Coalition commits to new Colombo plan, sending 300 students overseas
TONY Abbott has recommitted to a new Colombo plan supporting up to 300 young Australians to study in the Asia-Pacific region.
TONY Abbott has recommitted the Coalition to implementing a new Colombo plan to provide financial support to allow up to 300 young Australians to study in the Asia-Pacific region.
The $100m five-year plan, modelled on the original Colombo plan which between the 1950s and the 1980s assisted 40,000 people from the region to study in Australia.
Mr Abbott said the new plan would be better than the original, adding an outward-bound component to the original one-way plan.
Scholarships will be awarded to applicants under 22 years of age who are enrolled in an Australian university undertaking an undergraduate degree.
Applicants would undertake one or two semesters of study toward their degree at an accredited university within the Asia-Pacific region.

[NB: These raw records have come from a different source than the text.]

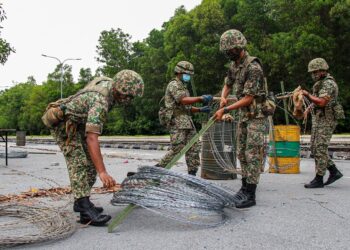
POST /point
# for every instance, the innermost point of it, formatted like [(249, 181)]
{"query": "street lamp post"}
[(61, 69)]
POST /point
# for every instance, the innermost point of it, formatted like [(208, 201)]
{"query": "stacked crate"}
[(284, 153)]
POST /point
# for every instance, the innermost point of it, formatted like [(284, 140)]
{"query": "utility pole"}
[(61, 68)]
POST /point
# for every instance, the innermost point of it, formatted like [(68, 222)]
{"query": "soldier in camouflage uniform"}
[(77, 136), (181, 127), (324, 120), (245, 77)]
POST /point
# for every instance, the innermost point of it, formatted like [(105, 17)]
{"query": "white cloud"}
[(70, 29)]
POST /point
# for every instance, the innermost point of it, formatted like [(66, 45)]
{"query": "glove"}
[(205, 109), (207, 99)]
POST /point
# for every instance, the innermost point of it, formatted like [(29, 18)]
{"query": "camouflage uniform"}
[(181, 126), (247, 79), (84, 113), (323, 123)]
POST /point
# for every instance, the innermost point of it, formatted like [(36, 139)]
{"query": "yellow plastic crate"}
[(286, 165), (286, 133)]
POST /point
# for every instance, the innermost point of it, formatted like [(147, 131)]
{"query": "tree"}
[(5, 47), (113, 51)]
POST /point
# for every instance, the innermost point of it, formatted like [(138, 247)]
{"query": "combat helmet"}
[(184, 67), (231, 39), (317, 64), (128, 82)]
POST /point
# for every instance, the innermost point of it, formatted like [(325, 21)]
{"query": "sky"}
[(70, 29)]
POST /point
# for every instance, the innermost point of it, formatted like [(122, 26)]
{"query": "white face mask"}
[(186, 77), (316, 76)]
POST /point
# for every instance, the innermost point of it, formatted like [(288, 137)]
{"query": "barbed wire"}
[(177, 196), (33, 224)]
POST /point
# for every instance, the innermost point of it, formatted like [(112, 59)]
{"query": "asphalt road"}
[(287, 215)]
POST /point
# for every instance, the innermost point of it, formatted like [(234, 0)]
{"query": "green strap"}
[(123, 214)]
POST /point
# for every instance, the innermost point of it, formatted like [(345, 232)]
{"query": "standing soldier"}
[(178, 110), (245, 76), (324, 120), (76, 123)]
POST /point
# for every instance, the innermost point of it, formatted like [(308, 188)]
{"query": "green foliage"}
[(285, 35), (5, 47), (113, 51)]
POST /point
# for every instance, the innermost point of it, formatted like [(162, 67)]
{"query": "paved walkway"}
[(287, 215)]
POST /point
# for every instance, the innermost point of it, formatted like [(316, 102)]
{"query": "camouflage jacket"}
[(91, 107), (326, 88), (247, 78), (181, 118)]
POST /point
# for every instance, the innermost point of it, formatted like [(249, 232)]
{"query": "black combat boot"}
[(130, 174), (77, 208), (249, 199), (334, 174), (241, 193), (89, 214), (317, 182), (192, 172)]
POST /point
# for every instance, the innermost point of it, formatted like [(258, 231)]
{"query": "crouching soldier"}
[(76, 123)]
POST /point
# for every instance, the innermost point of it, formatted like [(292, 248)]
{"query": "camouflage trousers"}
[(321, 134), (250, 148), (81, 170), (178, 140)]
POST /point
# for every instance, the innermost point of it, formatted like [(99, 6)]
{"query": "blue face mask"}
[(186, 77)]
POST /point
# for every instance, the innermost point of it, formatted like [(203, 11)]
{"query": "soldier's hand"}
[(206, 99), (107, 180), (223, 102), (218, 115), (305, 93), (205, 109)]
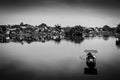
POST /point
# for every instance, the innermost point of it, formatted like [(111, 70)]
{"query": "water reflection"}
[(118, 42), (50, 61)]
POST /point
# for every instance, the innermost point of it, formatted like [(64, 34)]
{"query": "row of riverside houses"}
[(43, 31)]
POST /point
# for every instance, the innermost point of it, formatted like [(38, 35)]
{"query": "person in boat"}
[(90, 60)]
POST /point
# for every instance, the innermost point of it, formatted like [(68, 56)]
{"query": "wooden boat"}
[(90, 60)]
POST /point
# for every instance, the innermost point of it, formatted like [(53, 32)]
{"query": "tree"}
[(118, 29)]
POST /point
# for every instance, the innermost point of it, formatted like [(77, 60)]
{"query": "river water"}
[(59, 61)]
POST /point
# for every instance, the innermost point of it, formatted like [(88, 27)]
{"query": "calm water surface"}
[(58, 61)]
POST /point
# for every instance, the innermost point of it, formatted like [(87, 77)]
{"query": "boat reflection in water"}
[(91, 64)]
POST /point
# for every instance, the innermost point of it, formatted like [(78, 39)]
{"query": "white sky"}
[(64, 15)]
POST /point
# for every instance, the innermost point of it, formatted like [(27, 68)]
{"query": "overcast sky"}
[(64, 12)]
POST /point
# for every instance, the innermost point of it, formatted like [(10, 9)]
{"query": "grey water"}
[(59, 61)]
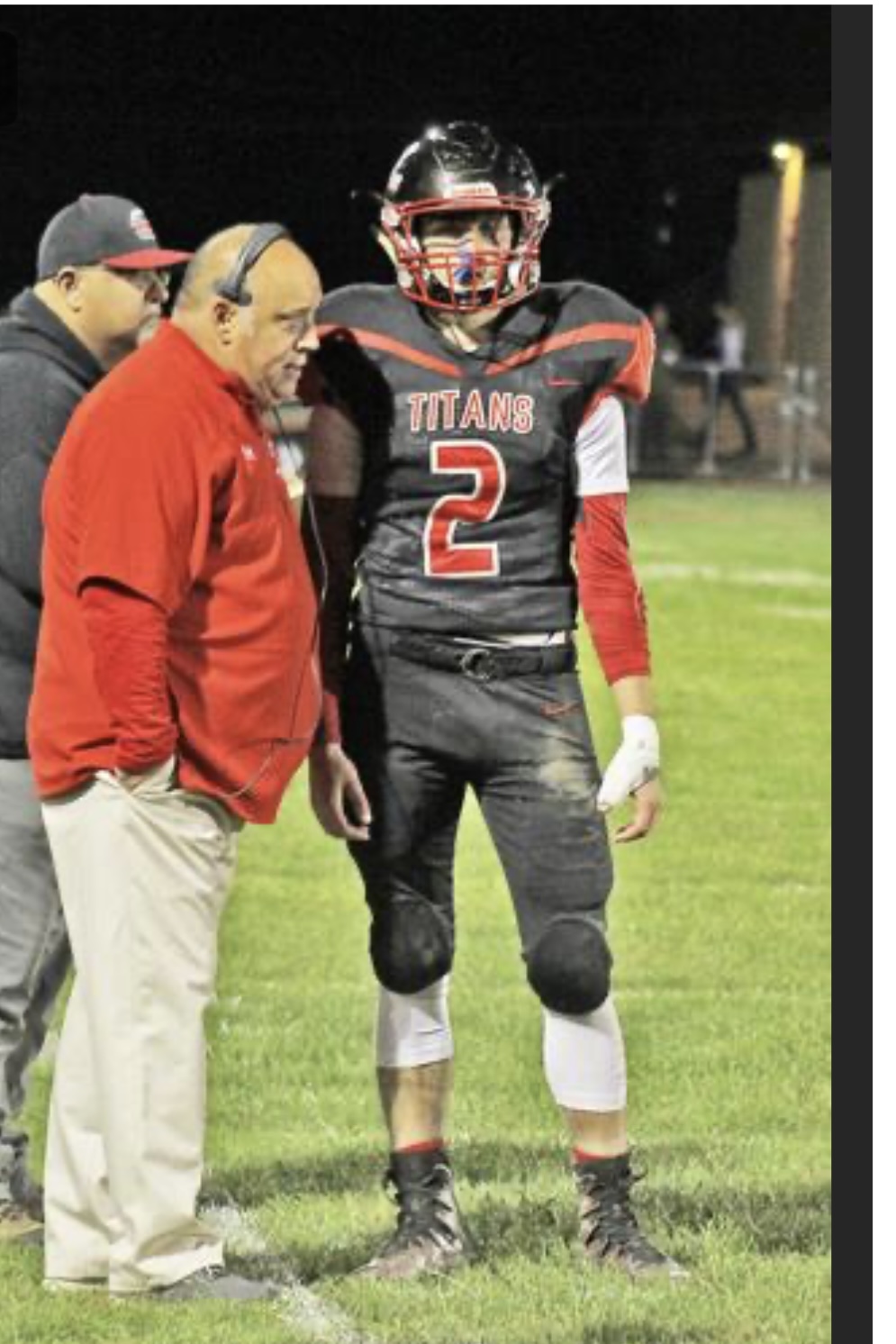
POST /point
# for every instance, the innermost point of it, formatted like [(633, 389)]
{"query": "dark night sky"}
[(208, 116)]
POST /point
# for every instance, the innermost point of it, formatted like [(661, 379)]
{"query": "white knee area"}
[(414, 1030), (584, 1059)]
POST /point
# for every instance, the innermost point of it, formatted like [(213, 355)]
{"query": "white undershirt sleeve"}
[(601, 450)]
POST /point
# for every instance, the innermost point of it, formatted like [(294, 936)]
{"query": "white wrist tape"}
[(636, 762)]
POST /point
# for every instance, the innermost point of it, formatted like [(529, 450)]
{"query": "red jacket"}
[(167, 484)]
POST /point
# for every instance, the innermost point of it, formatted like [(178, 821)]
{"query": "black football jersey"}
[(469, 491)]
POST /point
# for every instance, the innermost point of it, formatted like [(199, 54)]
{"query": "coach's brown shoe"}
[(18, 1224), (609, 1227), (430, 1237), (22, 1210)]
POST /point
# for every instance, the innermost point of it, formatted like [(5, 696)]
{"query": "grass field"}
[(721, 939)]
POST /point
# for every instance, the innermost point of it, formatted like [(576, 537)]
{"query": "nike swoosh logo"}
[(557, 712)]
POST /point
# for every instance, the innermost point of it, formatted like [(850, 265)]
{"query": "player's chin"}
[(148, 327)]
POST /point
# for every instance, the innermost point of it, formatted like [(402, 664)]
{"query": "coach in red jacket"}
[(176, 695)]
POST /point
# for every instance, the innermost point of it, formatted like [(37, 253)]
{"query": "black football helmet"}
[(454, 169)]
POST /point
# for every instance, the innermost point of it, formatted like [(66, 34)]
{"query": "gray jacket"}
[(44, 371)]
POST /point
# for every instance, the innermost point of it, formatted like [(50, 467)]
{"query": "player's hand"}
[(634, 772), (338, 795)]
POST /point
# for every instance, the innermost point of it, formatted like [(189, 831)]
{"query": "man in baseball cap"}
[(100, 292), (103, 232)]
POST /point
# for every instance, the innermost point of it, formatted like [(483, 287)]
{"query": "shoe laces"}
[(425, 1207), (608, 1214)]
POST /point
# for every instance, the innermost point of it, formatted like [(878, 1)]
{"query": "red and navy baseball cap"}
[(103, 230)]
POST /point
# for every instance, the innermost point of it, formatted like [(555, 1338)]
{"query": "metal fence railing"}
[(766, 422)]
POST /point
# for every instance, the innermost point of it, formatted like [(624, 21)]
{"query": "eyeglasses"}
[(141, 280)]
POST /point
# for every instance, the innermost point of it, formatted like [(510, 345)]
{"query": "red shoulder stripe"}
[(579, 336), (375, 341)]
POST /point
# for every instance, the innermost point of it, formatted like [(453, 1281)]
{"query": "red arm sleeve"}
[(129, 642), (336, 524), (609, 592)]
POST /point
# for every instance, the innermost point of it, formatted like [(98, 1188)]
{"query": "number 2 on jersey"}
[(444, 557)]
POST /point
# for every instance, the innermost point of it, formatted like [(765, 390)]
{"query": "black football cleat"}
[(430, 1237), (609, 1227)]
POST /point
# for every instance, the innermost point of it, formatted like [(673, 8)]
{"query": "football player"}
[(470, 433)]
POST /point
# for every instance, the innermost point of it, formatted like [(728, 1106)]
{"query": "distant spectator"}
[(658, 423), (729, 343)]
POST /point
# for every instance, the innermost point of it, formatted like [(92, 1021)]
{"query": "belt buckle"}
[(478, 664)]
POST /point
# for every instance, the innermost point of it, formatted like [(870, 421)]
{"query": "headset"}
[(232, 286)]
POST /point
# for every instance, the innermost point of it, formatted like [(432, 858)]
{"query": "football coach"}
[(176, 694)]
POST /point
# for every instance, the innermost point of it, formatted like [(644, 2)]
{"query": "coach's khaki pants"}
[(144, 878)]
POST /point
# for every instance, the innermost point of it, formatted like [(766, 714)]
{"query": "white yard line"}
[(742, 578), (317, 1320)]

Mr Abbott said the program would start by 2015 and have a pilot program in place in 2014 which could include Indonesia, Singapore, Japan and Hong Kong.
There would be scope for students to undertake internships with businesses or NGOs in host countries.
"This is change for the better," Mr Abbott said.
The Coalition has established a Steering Group chaired by business leader Kevin McCann. Professor Sandra Harding, vice-chancellor of James Cook University is deputy chair.
Mr Abbott said the original Colombo plan had been "a triumph of soft power".
"Many significant people have studied under the Colombo plan," Mr Abbott said.